Time Series forecasting is an important area of Machine Learning. It is important because there are so many prediction problems that involve a time component. However, while the time component adds additional information, it also makes time series problems more difficult to handle compared to many other prediction tasks. Deep Learning has plenty of applications in the world of statistical analysis. One of the areas with an environment for its applicability is the time series.
Here are 5 reasons to add Deep Learning to your Time Series analysis:
1. Easy-to-extract features
The Deep Neural Networks of deep learning have the ability to reduce the need for feature engineering processes, data scaling procedures and stationary data, which is required in time series forecasting. These networks can learn on their own and on training can by themselves extract features from the raw input data, which is what time series forecasting demands. On a model of neural networks, a sequence of objects can be treated as a one-dimensional image. This model is what the neural network can refine into the most related elements. Neural networks are therefore widely used in the time series forecasting.
2. Good at extracting patterns easily:
Time series forecasting is basically looking for patterns and eventually spanning them over long sequences. Recurrent Neural Networks (RNN) have high applicability in Time Series forecasting. Each neuron in an RNN is capable to maintain information of the previous input using its internal memory. This makes them good with sequential data and hence in time series. RNN has loops that allow information to be carried across neurons while reading in the input. They help with grasping the temporal dependence from the data and they can easily identify what previous observations are important and how they are relevant to the current forecasting. It can learn what information is important from the input is important for the mapping and can dynamically change this context as needed.
3. Easy to predict from training data:
The Long Short Memory Network (LSTM) is a neural network that can make predictions according to the previously encountered data. LTSM is very popular in time series, apart from its applications in other domains. Data can be represented at different points in time using deep learning models like a random forest, gradient boosting regressor and time delay neural networks.
4. Support for multiple Inputs and Outputs:
Time Series forecasting often requires dealing with multiple inputs and forecasting multiple time steps. Again, a neural network can be applied which allows for a fixed/multiple a number of inputs for a mapping function. They support multivariate inputs and thereby supporting multivariate forecasting. Complex Time Series evaluation requires multivariate and multi-step forecasting. Neural networks also support an arbitrary number of output values as well to help with multiple outputs in time series forecasting.
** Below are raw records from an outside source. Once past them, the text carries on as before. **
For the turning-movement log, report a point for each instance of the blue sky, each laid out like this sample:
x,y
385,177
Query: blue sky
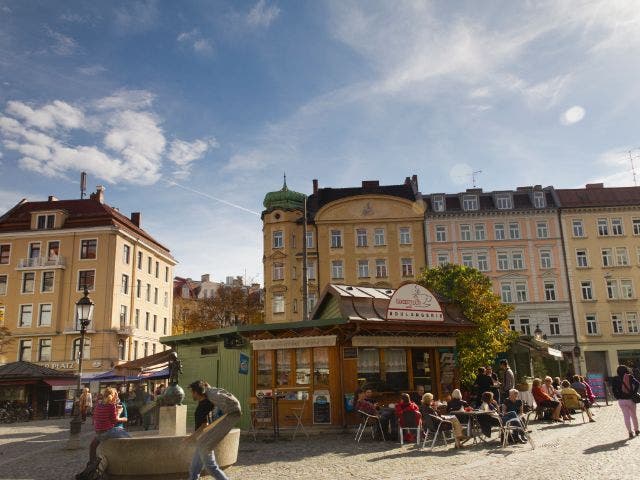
x,y
173,105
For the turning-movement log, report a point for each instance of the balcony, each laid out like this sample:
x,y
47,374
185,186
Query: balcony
x,y
41,262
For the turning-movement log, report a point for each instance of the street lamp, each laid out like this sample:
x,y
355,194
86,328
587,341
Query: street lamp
x,y
84,314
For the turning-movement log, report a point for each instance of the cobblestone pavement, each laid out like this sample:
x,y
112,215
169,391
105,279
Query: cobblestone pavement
x,y
599,450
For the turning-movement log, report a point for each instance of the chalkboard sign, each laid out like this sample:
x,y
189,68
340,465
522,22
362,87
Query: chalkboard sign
x,y
321,407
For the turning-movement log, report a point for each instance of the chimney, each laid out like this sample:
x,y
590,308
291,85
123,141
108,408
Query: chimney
x,y
135,218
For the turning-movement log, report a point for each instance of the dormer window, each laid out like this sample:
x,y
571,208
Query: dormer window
x,y
538,200
437,203
503,201
469,202
45,222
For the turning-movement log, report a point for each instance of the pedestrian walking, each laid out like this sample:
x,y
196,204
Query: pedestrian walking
x,y
625,389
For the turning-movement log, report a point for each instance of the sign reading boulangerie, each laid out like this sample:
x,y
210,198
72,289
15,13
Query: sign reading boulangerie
x,y
414,302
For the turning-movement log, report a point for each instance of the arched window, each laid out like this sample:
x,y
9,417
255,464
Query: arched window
x,y
86,352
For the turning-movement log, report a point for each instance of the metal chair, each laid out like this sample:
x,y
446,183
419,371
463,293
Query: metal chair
x,y
365,421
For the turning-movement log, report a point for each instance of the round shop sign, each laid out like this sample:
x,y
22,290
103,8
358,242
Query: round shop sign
x,y
413,302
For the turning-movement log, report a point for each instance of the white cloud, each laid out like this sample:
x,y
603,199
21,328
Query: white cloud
x,y
262,14
127,142
572,115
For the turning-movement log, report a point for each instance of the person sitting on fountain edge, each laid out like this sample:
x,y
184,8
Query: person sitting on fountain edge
x,y
205,436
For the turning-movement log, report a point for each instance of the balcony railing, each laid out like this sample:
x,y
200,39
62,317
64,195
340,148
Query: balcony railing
x,y
41,262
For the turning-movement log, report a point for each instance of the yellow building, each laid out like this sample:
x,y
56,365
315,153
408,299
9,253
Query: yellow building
x,y
601,232
51,250
369,236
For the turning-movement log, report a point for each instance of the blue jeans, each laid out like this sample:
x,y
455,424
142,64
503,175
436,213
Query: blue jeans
x,y
208,460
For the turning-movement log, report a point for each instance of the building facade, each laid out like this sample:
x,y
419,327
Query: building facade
x,y
601,229
513,237
50,251
369,236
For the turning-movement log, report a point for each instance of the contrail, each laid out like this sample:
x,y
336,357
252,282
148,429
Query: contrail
x,y
239,207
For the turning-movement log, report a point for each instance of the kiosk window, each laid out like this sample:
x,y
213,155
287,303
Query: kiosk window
x,y
265,369
321,366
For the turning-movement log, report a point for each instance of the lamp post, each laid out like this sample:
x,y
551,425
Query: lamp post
x,y
84,314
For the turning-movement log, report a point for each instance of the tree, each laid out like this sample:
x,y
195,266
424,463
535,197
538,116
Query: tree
x,y
473,292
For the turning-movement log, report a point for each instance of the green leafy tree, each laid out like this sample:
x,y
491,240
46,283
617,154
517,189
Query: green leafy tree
x,y
472,291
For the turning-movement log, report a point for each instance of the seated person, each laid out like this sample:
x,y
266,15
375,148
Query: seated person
x,y
446,423
567,390
543,400
456,403
402,407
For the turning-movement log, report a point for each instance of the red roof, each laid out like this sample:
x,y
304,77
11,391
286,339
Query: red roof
x,y
598,196
80,214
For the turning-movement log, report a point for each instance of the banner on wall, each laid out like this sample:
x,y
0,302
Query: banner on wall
x,y
244,364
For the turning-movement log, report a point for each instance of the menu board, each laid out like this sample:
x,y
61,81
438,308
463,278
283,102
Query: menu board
x,y
321,407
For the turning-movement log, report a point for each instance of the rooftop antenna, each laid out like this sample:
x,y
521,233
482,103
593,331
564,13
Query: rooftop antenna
x,y
83,184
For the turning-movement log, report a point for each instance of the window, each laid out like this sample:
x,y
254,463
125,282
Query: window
x,y
616,324
437,203
363,268
469,202
514,231
542,229
554,326
603,227
550,291
442,258
5,254
407,267
578,228
525,328
361,237
503,261
336,239
505,293
381,268
44,317
278,271
483,263
503,201
626,288
378,237
622,257
405,236
24,354
517,259
465,232
632,322
538,200
336,269
28,282
88,249
44,350
616,226
581,258
521,292
47,282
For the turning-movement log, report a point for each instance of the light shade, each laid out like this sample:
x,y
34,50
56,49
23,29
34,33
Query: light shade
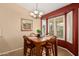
x,y
36,14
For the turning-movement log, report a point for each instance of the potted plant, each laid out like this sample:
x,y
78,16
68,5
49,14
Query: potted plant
x,y
38,32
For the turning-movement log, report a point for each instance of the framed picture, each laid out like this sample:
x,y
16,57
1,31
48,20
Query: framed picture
x,y
26,24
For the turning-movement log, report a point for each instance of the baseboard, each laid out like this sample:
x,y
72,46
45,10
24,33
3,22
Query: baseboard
x,y
11,51
66,50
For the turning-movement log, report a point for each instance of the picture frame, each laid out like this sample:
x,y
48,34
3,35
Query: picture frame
x,y
26,24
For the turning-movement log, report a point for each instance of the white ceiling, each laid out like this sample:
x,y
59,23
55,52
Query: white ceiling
x,y
45,7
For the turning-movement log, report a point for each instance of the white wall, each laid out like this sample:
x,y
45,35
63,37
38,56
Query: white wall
x,y
70,27
10,26
78,31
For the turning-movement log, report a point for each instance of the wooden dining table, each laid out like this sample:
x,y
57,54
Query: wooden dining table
x,y
38,42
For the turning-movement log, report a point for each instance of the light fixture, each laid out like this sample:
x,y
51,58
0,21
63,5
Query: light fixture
x,y
36,13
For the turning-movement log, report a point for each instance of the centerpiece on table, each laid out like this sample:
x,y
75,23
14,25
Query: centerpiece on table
x,y
38,33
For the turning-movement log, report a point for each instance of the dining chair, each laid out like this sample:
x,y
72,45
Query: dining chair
x,y
33,35
50,46
28,44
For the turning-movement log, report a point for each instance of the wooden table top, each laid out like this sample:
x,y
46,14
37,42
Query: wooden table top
x,y
35,39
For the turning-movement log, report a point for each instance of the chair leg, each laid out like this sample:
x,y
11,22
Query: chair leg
x,y
25,50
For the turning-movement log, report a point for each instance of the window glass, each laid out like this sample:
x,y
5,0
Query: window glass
x,y
43,27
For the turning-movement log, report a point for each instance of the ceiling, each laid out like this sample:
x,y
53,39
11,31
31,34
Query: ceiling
x,y
45,7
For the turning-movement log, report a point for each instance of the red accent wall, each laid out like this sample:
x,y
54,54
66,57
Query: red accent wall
x,y
63,11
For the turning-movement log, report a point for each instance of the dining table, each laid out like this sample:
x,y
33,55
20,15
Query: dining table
x,y
40,41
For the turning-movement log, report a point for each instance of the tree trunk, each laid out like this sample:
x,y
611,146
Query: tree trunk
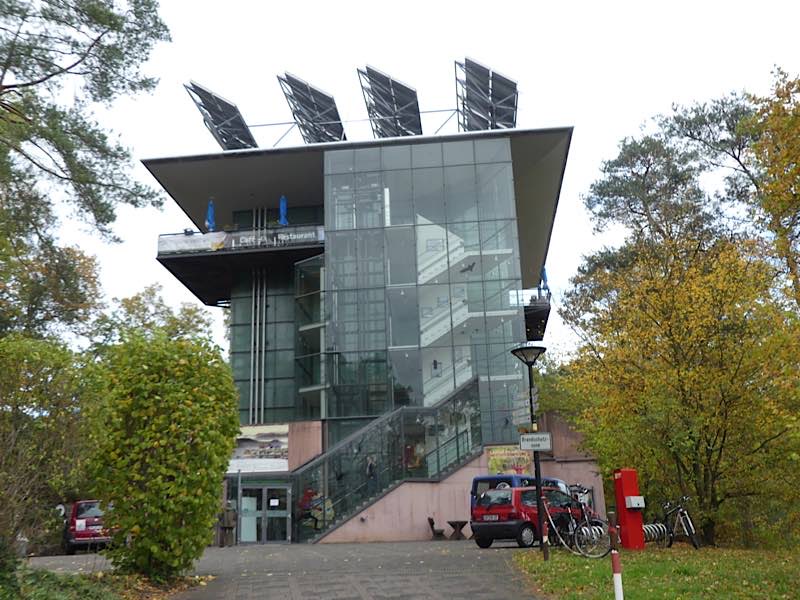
x,y
709,533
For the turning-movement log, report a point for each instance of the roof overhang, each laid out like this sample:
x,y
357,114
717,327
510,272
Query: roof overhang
x,y
241,179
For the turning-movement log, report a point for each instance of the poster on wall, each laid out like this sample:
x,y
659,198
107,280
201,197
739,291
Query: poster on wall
x,y
508,460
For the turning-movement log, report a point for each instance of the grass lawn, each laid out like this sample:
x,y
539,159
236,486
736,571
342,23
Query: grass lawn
x,y
680,572
38,584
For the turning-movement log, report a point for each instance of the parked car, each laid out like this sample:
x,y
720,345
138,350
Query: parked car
x,y
84,527
510,514
484,483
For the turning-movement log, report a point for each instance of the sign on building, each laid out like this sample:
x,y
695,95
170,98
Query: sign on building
x,y
541,441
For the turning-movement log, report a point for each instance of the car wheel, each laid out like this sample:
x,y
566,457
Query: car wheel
x,y
526,536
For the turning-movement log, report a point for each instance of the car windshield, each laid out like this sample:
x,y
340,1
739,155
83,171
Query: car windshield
x,y
495,498
89,509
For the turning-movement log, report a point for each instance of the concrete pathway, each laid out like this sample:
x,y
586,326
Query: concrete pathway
x,y
386,571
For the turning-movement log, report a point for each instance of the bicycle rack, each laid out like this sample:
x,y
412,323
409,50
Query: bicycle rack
x,y
655,532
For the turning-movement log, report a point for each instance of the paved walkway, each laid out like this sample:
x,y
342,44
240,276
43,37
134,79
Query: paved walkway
x,y
387,571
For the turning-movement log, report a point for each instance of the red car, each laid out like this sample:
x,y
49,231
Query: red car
x,y
510,514
84,527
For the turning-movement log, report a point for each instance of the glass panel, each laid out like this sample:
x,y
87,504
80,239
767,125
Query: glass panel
x,y
429,195
370,258
368,159
434,315
369,200
432,264
341,259
277,530
437,374
406,377
400,263
495,191
396,157
372,317
458,153
240,338
426,155
250,515
277,498
397,192
460,198
340,202
493,150
403,316
338,161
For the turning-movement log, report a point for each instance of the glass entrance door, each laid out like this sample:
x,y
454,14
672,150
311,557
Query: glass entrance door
x,y
265,516
278,516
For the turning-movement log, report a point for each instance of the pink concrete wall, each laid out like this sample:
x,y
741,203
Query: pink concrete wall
x,y
305,442
402,514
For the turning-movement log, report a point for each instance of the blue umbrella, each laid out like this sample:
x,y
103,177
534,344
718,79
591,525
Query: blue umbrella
x,y
283,208
210,223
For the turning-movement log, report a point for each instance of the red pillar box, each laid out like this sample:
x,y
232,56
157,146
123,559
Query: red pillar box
x,y
629,509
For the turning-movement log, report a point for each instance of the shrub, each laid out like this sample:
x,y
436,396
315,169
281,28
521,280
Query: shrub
x,y
163,436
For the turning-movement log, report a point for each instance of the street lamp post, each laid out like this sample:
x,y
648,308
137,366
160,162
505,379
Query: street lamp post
x,y
529,353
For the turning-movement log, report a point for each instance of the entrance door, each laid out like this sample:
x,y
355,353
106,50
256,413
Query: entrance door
x,y
278,514
265,515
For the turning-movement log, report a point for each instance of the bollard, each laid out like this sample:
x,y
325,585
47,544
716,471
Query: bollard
x,y
616,566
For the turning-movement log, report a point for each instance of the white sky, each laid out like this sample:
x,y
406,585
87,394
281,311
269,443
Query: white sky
x,y
602,67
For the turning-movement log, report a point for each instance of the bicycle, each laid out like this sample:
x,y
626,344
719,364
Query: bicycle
x,y
585,536
666,531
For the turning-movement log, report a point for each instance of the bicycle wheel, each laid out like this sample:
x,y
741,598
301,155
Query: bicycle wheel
x,y
688,527
592,539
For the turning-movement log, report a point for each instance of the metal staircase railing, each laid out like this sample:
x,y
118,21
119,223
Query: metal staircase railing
x,y
410,443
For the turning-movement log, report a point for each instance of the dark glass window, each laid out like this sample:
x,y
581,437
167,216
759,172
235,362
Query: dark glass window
x,y
403,317
429,195
432,263
369,200
370,258
495,191
400,262
338,161
398,197
396,157
406,377
458,153
426,155
367,159
460,198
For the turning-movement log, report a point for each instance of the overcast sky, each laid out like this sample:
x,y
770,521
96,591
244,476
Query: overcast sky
x,y
603,67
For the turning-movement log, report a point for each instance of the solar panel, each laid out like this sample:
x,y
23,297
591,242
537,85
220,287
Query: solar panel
x,y
392,106
222,118
313,110
486,99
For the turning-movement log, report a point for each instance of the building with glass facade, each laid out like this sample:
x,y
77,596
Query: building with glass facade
x,y
380,318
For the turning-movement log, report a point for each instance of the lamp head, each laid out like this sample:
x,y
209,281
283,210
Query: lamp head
x,y
529,352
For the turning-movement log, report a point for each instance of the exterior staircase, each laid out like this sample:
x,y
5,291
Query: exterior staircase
x,y
407,444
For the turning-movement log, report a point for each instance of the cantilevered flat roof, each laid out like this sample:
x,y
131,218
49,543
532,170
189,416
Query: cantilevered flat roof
x,y
243,179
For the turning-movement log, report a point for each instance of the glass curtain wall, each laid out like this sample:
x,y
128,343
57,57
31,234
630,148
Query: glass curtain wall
x,y
263,345
422,280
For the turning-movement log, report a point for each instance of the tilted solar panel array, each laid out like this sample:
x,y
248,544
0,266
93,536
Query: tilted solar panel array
x,y
392,106
313,110
222,118
486,99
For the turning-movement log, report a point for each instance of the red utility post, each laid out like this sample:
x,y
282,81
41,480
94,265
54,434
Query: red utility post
x,y
629,509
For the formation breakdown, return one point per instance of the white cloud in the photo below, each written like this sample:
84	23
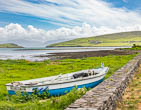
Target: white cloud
32	36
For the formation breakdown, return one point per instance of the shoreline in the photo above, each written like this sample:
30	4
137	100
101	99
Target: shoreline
85	54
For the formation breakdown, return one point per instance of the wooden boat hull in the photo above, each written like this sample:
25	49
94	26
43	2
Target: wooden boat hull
56	89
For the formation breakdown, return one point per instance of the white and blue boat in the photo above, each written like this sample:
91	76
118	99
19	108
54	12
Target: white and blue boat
60	84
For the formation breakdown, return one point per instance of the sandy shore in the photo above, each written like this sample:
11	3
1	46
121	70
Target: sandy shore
74	55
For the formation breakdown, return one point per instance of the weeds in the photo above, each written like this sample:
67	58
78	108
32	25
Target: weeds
17	70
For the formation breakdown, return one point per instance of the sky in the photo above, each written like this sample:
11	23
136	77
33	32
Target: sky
42	22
Deep Learning methods offers a lot of promise for Time Series forecasting, such as the automatic learning of temporal dependence and the automatic handling of temporal structures like trends and seasonality. With their quality of extracting patterns from the input data for long durations, they have the perfect applicability in forecasting. They can, therefore, deal with large amounts of data, multiple, complex variables and multi-step actions, which is what time series forecasting demands.